Kids and young people can serve as a shining example for intermodal mobility behaviour.
The CONNECT Project worked towards achieving the following objectives:
To inform children, students and parents of the benefits of travelling to and from school using sustainable modes such as walking, cycling, public transport, school bus transport or carpooling;
To teach children to travel safely to school by increasing their knowledge and skills as well as increasing their visibility in the public domain;
To encourage children, pupils and parents to travel to school using sustainable modes.
The main drivers of the CONNECT project were: implementation, dissemination and ‘learning by doing’. Two separate campaigns were designed, one aimed at primary schools (Traffic Snake Game) and the other targeted at secondary schools (ECO-TRIP). Both campaigns aimed to encourage children and young people to travel to school using sustainable methods of travel (i.e. walking, cycling, public transport, car sharing and ‘park and walk’).

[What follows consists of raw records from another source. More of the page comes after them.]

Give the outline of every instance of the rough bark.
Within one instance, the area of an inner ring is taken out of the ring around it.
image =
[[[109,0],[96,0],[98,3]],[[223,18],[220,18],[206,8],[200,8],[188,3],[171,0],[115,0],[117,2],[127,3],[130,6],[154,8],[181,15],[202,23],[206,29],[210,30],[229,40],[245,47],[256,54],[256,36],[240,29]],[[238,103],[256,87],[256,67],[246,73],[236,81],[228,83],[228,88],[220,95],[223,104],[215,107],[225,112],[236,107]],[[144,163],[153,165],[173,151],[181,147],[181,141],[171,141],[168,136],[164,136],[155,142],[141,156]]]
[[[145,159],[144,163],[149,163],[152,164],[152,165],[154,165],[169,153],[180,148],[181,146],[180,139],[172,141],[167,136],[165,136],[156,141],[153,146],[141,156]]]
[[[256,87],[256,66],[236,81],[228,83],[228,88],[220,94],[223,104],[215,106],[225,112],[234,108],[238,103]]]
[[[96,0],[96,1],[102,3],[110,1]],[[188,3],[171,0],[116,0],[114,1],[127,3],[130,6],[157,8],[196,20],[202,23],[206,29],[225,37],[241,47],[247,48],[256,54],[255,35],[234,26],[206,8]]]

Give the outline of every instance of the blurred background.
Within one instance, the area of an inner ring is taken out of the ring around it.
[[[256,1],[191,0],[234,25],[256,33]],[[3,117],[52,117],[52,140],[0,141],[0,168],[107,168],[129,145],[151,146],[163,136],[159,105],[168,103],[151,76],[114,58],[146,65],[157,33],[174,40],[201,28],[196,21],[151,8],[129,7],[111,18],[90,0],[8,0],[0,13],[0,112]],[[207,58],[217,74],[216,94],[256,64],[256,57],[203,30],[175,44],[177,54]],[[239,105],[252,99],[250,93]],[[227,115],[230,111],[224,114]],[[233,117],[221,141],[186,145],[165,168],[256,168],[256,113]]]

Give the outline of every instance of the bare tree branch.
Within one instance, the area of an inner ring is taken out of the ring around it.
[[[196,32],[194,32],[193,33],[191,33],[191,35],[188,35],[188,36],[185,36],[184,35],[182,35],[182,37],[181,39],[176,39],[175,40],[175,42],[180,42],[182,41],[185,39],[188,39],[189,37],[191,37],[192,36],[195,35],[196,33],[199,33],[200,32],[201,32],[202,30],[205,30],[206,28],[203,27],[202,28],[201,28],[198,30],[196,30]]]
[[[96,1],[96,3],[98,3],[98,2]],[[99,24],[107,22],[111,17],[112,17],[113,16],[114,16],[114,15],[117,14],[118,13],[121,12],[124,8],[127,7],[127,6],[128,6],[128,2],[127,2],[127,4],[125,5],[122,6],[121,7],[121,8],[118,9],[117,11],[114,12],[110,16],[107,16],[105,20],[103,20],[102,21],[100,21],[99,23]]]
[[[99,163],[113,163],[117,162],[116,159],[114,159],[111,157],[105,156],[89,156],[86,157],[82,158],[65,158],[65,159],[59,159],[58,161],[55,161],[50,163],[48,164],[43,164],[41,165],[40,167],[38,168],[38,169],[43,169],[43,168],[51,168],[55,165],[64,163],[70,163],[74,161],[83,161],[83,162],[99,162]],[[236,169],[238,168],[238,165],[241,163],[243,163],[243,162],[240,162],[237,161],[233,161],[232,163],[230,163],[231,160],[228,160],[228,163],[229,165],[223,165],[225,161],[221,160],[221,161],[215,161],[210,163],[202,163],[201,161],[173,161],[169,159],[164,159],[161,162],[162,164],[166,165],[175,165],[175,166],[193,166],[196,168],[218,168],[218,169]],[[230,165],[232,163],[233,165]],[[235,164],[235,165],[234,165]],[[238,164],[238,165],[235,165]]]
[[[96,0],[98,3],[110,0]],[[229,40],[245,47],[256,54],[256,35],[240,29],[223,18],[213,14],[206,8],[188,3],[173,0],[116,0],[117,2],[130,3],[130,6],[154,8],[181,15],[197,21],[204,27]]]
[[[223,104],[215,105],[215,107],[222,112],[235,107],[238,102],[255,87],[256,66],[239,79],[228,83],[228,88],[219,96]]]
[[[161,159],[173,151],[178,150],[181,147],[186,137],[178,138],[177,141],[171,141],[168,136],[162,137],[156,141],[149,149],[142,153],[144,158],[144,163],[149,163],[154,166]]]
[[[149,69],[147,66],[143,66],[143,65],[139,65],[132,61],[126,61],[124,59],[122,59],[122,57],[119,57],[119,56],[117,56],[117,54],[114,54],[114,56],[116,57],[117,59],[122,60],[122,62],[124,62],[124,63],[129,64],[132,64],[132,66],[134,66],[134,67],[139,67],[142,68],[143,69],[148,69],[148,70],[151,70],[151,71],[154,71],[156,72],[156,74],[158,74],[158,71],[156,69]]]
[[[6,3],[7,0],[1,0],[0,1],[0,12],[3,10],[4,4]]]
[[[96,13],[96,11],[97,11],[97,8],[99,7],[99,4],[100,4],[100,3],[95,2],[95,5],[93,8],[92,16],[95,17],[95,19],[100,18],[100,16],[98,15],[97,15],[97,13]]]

The results of the monitoring exercise showed that CONNECT successfully increased the use of sustainable transport modes and reduced the emissions of CO2 over the three years of the project. CONNECT reached almost 85,000 pupils and over 5,000 teachers from more than 350 schools in nine countries. Collectively they saved over 1,000,000 car kilometres.
CONNECT showed that great results can be achieved through co-operation and networking.
This project contributed towards promoting more sustainable development.